Seriousness and Difficulty in Criticism

Barbara Kruger, Empatia, 2016, site specific installation in Mexico City Metro [courtesy of Wikimedia Commons]

This review was originally published in ART PAPERS November/Decmber 1990, Vol 14, Issue 6.

In criticism one is often being serious about things which are by definition not serious. Works, that is to say, which are seriously not serious and difficult by not being difficult. Andy Warhol, for example, tried to fulfill both these criteria. Whether he succeeded or failed is a serious and difficult question. 

It’s fair to ask, why is it serious and difficult? And the answer is, because art itself is important to us for reasons which are—guess what-—serious and difficult. 

One way in which art is serious and difficult is that it raises questions which are unanswerable in more than one sense and all at the same time. It is simultaneously true that you can’t actually prove that a work of art is good, which is to say, art resists the regimes of logic and science. Nor can you prove that it means what you say it means. And that your idea of what it means might have to coexist in some way with a quite incompatible meaning which you will nonetheless not be able to deny—for example, Celine as fascist, and furthermore in some sense perhaps not quite a liberator— nor that it may be the case that your interpretation of the work is entirely wrong but conceivably so influential as to color the way in which the work is seen even by succeeding generations, so that you may in fact both be the one to recognize the importance of the work and the person responsible for consigning it to infinite misreading. 
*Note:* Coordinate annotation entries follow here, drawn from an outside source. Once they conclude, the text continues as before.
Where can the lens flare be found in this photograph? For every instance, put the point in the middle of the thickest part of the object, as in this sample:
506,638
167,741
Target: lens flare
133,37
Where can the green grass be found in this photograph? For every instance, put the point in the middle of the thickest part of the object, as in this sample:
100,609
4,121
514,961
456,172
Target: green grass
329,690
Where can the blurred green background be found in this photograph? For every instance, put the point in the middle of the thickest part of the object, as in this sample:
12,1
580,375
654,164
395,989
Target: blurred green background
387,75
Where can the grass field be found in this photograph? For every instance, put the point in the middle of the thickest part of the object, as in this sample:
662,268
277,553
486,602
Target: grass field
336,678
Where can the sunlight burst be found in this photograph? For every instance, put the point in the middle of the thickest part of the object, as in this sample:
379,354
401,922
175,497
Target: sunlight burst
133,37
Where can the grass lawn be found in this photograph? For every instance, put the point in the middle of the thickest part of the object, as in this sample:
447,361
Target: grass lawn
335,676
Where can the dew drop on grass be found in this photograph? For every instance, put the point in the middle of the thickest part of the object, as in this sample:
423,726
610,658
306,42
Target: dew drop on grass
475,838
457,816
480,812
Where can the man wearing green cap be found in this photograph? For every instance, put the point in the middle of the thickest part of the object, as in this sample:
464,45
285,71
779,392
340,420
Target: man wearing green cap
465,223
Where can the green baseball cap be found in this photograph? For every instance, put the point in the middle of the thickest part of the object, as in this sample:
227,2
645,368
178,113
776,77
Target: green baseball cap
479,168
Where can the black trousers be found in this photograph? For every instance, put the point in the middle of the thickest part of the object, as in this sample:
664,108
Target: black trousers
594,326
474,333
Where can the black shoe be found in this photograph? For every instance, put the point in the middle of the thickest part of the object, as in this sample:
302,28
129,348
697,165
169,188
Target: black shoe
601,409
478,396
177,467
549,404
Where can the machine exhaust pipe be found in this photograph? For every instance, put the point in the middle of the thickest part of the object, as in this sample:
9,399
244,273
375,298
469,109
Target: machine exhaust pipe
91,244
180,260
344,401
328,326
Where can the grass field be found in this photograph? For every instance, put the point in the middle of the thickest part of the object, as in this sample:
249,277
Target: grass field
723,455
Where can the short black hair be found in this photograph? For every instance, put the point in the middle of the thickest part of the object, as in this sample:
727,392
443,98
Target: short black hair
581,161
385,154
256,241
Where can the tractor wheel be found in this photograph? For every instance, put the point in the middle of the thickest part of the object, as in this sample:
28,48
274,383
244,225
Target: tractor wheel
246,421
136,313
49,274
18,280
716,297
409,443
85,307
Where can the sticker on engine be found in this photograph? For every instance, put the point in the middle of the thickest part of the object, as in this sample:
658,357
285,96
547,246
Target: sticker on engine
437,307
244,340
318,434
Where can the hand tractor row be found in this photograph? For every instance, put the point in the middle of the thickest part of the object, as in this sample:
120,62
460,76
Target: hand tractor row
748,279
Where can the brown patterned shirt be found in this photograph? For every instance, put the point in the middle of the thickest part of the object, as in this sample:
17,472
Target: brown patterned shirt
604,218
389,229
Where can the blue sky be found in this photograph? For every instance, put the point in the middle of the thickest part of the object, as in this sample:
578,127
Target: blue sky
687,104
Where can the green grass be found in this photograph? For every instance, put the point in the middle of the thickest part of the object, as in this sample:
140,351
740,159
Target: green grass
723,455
So the work of art, as has been generally argued since the time when the slave-owning societies which gave us the word democracy also gave us aesthetics—the ancient Greeks, in other words—is in a sense at the very least a kind of training ground for the very idea of difficulty, a kind of unserious zone where the serious might be properly considered as a form, difficulty turned into a game. This is what used to be called the aesthetic dimension of everyday life. In our epoch we have come to think or perhaps one should say the world labors under the delusion that this dimension is far more important than once realized. That contrary to the beliefs of Adam Smith and Karl Marx, it is not basic materials which count but luxury items. Late capitalism leaves heavy industry to the third world and concentrates instead on leading in the fields of fashion, popular music, high culture-areas of endeavor which don’t produce things which people can actually use, like cars or ships or even televisions and portable radios. 

It is here that one encounters an historical curiosity. For it turns out that, as it has become clearer that true power lies not with production but with counter-production, with the useless rather than the useful, with the sign rather than the thing, so, paradoxically, has it come to pass that people are less rather than more prepared to see the work of art itself as difficult or serious.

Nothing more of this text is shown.